I have a simple dataframe with text in column 1 and classifiers in column 2 separated by a ‘;’
eg:
my_text tag_list
I went to the shops and I couldnt find the dog I was looking for G421;Z272
I am really not a fan. He looked odd to me. Z241
What's the answer then? H221;H206
I load this up in to a dataloader as follows:
dls_clas = TextDataLoaders.from_df(df=df_c_OPCS4, path='/content/gdrive/MyDrive/Colab_data',
valid_pct=0.2,
text_vocab=dls_lm.vocab,
text_col='my_text',
label_col='tag_list',
label_delim=";",
y_names='tag_list',
y_block=MultiCategoryBlock())
however the output I get when I show_batch
gives me two columns called ‘text’ and ‘None’. I think I should be expecting the column name to be ‘category’.

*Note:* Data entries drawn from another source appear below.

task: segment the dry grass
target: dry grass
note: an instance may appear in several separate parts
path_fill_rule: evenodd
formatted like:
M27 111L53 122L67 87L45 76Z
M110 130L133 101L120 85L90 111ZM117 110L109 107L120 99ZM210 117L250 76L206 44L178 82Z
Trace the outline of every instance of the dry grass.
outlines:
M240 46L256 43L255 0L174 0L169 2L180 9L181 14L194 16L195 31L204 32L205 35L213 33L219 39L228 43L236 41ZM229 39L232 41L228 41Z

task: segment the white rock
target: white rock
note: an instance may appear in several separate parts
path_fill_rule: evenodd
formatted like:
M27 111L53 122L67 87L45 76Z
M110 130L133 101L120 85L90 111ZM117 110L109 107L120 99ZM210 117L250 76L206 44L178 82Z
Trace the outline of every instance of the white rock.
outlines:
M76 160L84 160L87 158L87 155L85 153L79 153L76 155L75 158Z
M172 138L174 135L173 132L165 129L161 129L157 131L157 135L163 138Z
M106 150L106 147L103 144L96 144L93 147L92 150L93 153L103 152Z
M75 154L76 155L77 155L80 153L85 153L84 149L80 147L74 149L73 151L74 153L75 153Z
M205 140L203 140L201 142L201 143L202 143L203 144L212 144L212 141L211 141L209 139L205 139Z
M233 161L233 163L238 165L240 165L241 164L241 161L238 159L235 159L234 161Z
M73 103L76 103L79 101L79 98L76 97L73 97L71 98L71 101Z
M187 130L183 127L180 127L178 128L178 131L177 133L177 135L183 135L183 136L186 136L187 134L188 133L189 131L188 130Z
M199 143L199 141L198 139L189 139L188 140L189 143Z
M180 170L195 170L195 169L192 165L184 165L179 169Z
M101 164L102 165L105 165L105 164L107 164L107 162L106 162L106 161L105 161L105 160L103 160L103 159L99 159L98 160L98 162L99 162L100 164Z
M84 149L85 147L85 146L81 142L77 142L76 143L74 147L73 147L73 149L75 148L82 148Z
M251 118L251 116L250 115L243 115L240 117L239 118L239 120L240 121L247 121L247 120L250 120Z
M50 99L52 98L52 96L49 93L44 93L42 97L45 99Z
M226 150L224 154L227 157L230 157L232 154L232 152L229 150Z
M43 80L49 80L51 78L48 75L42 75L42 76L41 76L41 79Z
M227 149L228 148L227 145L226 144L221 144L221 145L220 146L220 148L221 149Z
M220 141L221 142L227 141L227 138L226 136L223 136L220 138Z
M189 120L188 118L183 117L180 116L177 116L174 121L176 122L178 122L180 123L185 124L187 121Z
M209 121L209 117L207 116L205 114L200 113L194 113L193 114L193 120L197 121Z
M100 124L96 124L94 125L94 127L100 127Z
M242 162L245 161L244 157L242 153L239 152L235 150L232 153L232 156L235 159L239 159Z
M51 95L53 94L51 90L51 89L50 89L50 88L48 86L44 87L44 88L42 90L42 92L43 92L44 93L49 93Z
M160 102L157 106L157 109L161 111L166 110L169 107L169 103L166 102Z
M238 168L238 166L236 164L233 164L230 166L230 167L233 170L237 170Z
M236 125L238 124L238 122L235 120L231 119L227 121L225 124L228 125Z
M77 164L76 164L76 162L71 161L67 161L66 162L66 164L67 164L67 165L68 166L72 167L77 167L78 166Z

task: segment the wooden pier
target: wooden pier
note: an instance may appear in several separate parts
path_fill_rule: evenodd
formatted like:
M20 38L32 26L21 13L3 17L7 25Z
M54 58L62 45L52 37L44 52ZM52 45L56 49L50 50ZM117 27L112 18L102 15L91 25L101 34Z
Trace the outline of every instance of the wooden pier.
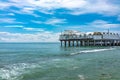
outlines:
M93 34L78 34L78 32L68 31L61 34L59 40L61 46L65 47L120 46L120 35L115 33L93 32Z

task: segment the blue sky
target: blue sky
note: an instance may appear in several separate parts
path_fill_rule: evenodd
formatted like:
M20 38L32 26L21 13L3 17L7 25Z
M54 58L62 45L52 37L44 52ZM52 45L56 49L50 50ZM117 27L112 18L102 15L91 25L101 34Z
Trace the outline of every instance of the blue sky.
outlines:
M56 42L61 31L120 33L120 0L0 0L0 42Z

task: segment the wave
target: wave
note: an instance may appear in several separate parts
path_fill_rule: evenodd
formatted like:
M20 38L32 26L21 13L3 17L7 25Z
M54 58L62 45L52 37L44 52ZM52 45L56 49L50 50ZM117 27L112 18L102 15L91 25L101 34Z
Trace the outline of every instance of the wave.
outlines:
M76 55L76 54L80 54L80 53L102 52L102 51L108 51L108 50L113 50L113 49L115 49L115 48L83 50L80 52L71 53L70 55Z
M27 68L35 68L37 64L19 63L7 65L0 68L0 79L18 80L18 77L25 72Z

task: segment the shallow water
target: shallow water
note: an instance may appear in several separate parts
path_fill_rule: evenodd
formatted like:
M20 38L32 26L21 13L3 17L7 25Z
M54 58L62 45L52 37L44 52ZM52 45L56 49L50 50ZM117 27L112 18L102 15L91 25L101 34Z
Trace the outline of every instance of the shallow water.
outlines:
M0 80L120 80L120 47L0 43Z

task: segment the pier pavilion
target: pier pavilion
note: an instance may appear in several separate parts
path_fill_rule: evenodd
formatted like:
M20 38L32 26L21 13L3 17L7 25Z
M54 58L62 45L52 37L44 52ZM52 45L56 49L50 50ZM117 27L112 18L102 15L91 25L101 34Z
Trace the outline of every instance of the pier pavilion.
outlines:
M120 46L120 34L111 32L83 33L65 30L60 34L61 46Z

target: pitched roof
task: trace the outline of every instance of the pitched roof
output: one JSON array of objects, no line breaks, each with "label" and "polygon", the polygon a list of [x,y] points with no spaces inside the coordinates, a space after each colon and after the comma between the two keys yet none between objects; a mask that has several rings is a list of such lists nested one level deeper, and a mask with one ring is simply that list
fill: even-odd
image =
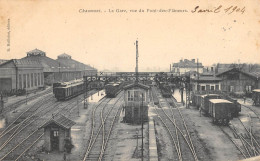
[{"label": "pitched roof", "polygon": [[45,128],[51,123],[55,123],[65,129],[70,129],[73,125],[76,124],[74,121],[65,117],[64,115],[57,115],[54,118],[51,118],[49,121],[45,122],[40,128]]},{"label": "pitched roof", "polygon": [[31,51],[28,51],[27,53],[30,54],[30,53],[45,53],[45,52],[36,48],[36,49],[31,50]]},{"label": "pitched roof", "polygon": [[197,68],[197,66],[199,68],[203,67],[202,63],[196,63],[195,61],[190,61],[187,59],[180,60],[179,63],[173,63],[172,65],[173,67],[180,67],[180,68]]},{"label": "pitched roof", "polygon": [[131,84],[129,84],[129,85],[126,85],[126,86],[124,87],[124,90],[127,90],[127,89],[129,89],[129,88],[133,88],[133,87],[139,87],[139,88],[146,89],[146,90],[150,88],[150,87],[147,86],[147,85],[144,85],[144,84],[139,83],[139,82],[135,82],[135,83],[131,83]]},{"label": "pitched roof", "polygon": [[18,68],[23,68],[23,67],[43,68],[43,66],[41,65],[41,63],[39,61],[23,60],[23,59],[11,59],[9,61],[6,61],[6,62],[0,64],[0,66],[4,66],[5,64],[8,64],[8,63],[14,63],[15,66]]},{"label": "pitched roof", "polygon": [[244,72],[244,71],[239,70],[239,68],[229,69],[229,70],[224,71],[224,72],[222,72],[222,73],[216,74],[216,76],[221,76],[221,75],[223,75],[223,74],[226,74],[226,73],[232,72],[232,71],[240,72],[240,73],[242,73],[242,74],[244,74],[244,75],[247,75],[247,76],[249,76],[249,77],[253,77],[253,78],[255,78],[255,79],[258,79],[258,77],[259,77],[259,73],[258,73],[258,72],[252,72],[252,73]]},{"label": "pitched roof", "polygon": [[192,79],[193,81],[195,82],[212,82],[212,81],[221,81],[222,79],[221,78],[218,78],[218,77],[214,77],[214,76],[202,76],[202,77],[199,77],[198,78],[193,78]]}]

This means that downstream functions don’t work eg. when I run the text classifier and then learn.show_results()
I get an error:
/usr/local/lib/python3.7/dist-packages/fastai/torch_core.py in show_title(o, ax, ctx, label, color, **kwargs)
462 ax.set_title(o, color=color)
463 elif isinstance(ax, pd.Series):
--> 464 while label in ax: label += '_'
465 ax = ax.append(pd.Series({label: o}))
466 return ax
TypeError: unsupported operand type(s) for +=: 'NoneType' and 'str'
I think the error is because there is no label to append to the Series because the category name is missing.
How can I ensure that the category column is labelled when I set up the MultiCategoryBlock in the dataloader?